O economista Victor Beyruti Guglielmi, da equipe da Guide, tem a mesma visão.

“O resultado veio em linha com nossas expectativas para o trimestre, confirmando a deterioração da atividade ilustrada pelas pesquisas setoriais e pelo IBC-Br referentes ao mês de março”, escreveu em um artigo.

“Ao avaliar os indicadores antecedentes para abril e maio, esperamos um resultado significativamente pior para o 2T20, trimestre em que as medidas de isolamento social foram mais presentes. Os efeitos foram os esperados: forte queda do consumo das famílias puxado principalmente pela forte deterioração da demanda por serviços e deterioração do setor externo puxada pela queda de demanda por exportações. Tendo em vista esta piora, acreditamos que o PIB poderá apresentar uma contração superior a 10,0% no 2T20. Para o ano, esperamos uma contração de 7,5% da economia brasileira”, projeta.
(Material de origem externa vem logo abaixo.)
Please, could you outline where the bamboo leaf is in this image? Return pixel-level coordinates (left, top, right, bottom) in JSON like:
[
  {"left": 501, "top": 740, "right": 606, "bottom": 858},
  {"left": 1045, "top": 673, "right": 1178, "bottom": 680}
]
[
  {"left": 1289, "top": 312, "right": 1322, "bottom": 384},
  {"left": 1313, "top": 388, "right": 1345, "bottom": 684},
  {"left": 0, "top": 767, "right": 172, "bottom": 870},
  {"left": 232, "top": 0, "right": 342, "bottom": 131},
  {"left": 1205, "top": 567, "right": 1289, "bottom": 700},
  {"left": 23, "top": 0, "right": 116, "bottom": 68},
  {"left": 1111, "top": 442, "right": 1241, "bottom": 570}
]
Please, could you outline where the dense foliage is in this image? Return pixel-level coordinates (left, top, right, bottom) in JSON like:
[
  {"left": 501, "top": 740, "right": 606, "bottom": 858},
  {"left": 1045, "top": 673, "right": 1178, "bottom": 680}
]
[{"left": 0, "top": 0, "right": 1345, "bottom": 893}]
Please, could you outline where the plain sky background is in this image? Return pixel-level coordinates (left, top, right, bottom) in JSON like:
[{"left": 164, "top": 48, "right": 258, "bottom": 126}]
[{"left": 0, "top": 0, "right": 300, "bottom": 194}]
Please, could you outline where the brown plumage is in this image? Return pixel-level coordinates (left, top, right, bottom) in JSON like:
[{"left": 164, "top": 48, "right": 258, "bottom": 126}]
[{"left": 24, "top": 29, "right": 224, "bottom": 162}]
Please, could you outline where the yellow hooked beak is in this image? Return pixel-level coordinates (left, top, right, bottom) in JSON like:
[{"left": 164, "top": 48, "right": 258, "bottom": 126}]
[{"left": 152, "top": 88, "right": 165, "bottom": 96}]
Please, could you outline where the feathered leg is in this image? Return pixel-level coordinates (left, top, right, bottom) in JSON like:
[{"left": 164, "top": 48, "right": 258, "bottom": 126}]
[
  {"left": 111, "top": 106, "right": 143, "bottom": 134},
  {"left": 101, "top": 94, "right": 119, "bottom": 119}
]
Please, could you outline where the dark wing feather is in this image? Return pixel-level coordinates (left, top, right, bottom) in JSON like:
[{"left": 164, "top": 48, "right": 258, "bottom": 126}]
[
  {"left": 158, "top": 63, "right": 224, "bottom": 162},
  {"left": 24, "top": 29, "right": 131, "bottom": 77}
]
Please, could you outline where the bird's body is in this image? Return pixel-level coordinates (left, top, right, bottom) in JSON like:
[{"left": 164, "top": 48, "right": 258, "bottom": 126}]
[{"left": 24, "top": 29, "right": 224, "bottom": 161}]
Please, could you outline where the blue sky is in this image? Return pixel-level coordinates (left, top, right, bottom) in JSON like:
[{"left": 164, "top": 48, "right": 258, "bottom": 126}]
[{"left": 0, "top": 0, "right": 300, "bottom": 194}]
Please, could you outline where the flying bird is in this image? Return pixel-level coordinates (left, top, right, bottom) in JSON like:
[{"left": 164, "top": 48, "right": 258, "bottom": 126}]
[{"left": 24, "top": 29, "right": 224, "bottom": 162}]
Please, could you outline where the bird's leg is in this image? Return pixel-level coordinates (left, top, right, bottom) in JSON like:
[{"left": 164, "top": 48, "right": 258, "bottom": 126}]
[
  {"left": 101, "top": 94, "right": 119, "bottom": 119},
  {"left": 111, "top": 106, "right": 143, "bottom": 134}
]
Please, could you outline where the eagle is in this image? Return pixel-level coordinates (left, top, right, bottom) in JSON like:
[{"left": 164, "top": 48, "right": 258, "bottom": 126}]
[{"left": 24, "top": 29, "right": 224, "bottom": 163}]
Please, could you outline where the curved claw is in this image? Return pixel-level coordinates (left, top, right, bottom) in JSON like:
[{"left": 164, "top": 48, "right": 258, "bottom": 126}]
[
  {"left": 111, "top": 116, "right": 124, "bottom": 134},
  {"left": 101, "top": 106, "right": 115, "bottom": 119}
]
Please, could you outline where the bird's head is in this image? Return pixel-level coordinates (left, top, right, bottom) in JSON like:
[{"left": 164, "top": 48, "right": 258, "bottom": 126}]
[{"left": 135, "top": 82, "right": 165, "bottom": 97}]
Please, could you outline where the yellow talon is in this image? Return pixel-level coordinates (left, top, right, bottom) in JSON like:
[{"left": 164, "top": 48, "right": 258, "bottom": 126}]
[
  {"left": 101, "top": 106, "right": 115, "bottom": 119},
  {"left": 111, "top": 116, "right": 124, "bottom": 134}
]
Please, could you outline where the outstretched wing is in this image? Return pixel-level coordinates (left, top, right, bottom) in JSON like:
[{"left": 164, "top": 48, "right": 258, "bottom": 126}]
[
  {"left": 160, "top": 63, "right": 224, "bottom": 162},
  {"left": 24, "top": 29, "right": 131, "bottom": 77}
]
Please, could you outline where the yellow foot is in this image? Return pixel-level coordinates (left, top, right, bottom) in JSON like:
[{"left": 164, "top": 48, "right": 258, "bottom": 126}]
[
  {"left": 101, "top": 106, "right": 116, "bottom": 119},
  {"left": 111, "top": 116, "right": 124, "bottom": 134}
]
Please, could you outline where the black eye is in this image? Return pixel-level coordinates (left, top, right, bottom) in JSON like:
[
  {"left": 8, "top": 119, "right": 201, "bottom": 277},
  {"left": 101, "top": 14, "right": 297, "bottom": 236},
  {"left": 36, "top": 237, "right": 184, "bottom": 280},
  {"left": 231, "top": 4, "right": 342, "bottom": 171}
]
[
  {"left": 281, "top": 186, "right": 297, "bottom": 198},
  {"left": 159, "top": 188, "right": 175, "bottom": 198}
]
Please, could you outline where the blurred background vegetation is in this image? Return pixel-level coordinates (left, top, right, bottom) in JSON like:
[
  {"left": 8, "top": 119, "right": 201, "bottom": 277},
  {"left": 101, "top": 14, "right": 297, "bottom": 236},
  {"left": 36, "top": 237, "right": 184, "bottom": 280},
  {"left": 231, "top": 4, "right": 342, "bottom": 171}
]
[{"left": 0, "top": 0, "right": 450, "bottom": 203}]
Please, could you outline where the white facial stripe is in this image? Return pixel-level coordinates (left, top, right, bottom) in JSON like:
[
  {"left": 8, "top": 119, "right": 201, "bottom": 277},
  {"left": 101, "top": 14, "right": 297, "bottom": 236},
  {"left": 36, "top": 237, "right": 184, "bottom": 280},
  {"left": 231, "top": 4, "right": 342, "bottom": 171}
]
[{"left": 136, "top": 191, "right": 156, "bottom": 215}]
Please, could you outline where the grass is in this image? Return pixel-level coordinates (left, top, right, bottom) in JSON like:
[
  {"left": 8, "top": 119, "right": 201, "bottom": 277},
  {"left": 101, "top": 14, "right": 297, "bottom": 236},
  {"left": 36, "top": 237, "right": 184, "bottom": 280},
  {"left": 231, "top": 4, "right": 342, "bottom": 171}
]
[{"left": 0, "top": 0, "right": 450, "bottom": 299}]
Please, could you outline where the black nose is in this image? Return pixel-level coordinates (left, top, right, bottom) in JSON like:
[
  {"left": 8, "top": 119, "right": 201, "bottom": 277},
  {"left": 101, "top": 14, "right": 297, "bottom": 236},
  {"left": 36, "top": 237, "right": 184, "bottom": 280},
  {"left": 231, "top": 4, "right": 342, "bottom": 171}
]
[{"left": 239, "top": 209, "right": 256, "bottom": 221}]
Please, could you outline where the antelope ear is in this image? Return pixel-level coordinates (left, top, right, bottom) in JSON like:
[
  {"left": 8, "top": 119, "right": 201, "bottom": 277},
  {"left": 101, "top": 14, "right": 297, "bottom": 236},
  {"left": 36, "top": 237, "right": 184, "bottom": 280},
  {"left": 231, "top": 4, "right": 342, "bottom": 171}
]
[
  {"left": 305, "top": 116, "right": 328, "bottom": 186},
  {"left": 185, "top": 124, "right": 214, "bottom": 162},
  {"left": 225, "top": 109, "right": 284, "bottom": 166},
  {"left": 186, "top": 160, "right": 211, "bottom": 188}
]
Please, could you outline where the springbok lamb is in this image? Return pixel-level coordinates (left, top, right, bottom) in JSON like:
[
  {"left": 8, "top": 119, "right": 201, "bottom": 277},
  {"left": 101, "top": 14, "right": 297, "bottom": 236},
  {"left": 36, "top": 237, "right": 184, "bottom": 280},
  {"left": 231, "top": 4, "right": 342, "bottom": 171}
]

Comparação com o resto do mundo

Numa visão global, o PIB brasileiro mostrou uma queda menos acentuada do que a de outros grandes países.

A retração é menos intensa do que a dos europeus, como Alemanha, França, Itália e Portugal, e fica abaixo também da China, onde a crise começou, no final do ano passado, que teve o maior recuo até agora, de 9,8%.

Na Zona do Euro, a retração é de 3,3%. Isso inclui a Suécia, país que não adotou, a princípio, nenhum tipo de medida de restrição à circulação de pessoas. Na nação escandinava, o PIB encolheu 0,3%.

Já nos Estados Unidos, a queda foi de 1,2%. O PIB das 37 maiores economias do mundo, reunidas na Organização para a Cooperação e Desenvolvimento Econômico (OCDE), recuou 1,8%.

De todas as economias com alguma relevância mundial, apenas a Finlândia mostrou algum crescimento. E ele foi de um tímido 0,1%.

Mercado de ações e retomada

O professor do Insper, Fernando Leite, afirma que como o resultado do PIB já era o esperado, o impacto no mercado de ações não será tão brusco.

“O sistema financeira costuma antecipar as coisas. Então, os números já estavam precificados no mercado acionário e, portanto, não há nenhum efeito”, ele diz. “Para o investidor, fica (a atenção para) o cenário de médio prazo, que é um sinal de incerteza”.

Fica também o que o professor chamou de uma “inconveniente e desagradável ausência do ministro da Economia, Paulo Guedes, nos debates em torno das políticas de recuperação da economia pós-pandemia”.

“Não se vê nenhum plano. Ser liberal na economia não significa não planejar as coisas. Algo precisa ser dito pelo ministro, como um norte magnético para as expectativas dos agentes econômicos. Ele tem que se pronunciar sobre o que ele pretende fazer no pós-pandemia, em especial no que tange à questão fiscal e a algum tipo de incentivo para retomar a atividade”, conclui.